Classon Avenue, east side, north from Prospect Place, showing the Jewish Hospital, 1941.
Brooklyn Jewish Hospital was organized 1901 and its building was dedicated in 1903. The original building seen here dates (at least in part) to 1894 when the Memorial Hospital for Women–a homeopathic hospital–moved to this location from a pair of houses on Pacific Street. That hospital, originally organized in 1881 as the Brooklyn Women’s Hospital and Dispensary, was cofounded by Susan McKinney Steward, the first African American doctor in New York State. The Memorial Hospital (whose mission was to "furnish medical and surgical advice and treatment by women physicians to women and children") was sold to the Jewish Hospital for debt in 1903.

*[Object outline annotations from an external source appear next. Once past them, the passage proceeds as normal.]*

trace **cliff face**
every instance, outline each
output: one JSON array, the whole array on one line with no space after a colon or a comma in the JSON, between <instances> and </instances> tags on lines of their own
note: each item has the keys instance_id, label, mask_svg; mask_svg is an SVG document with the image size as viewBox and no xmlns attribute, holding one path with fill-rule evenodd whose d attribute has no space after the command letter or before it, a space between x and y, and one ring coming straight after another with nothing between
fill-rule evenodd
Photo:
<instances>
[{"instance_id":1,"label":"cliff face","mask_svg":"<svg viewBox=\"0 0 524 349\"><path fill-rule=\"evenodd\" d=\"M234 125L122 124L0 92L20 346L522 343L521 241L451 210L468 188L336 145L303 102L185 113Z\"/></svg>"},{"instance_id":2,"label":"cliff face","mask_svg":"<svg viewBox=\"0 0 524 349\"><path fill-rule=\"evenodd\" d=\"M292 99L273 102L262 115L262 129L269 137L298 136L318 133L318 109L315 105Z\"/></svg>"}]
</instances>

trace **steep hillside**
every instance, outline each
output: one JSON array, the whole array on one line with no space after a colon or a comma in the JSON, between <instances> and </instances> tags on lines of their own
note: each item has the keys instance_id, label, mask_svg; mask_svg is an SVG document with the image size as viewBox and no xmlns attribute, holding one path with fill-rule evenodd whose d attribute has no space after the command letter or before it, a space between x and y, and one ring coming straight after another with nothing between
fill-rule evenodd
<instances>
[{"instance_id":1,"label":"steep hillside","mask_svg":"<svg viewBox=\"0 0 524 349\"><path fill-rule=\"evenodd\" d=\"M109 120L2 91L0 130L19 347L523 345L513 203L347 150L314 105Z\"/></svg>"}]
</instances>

This structure was only the first of a number of buildings constructed for the hospital. Most of the other facilities were built in 1927 and a few in the 1950s. Einstein was a surgery patient here in the 1950s.
By 1979 the hospital was bankrupt and merged with another neighborhood hospital, St. John's Hospital in Bed-Stuy, becoming Interfaith Medical Center. By 2000 the buildings had been purchased by a developer and were being converted to housing. The Classon Avenue building was converted first but the sign for the hospital still remains over the door.
The structure seen emerging from the top floor window is likely just a garbage chute.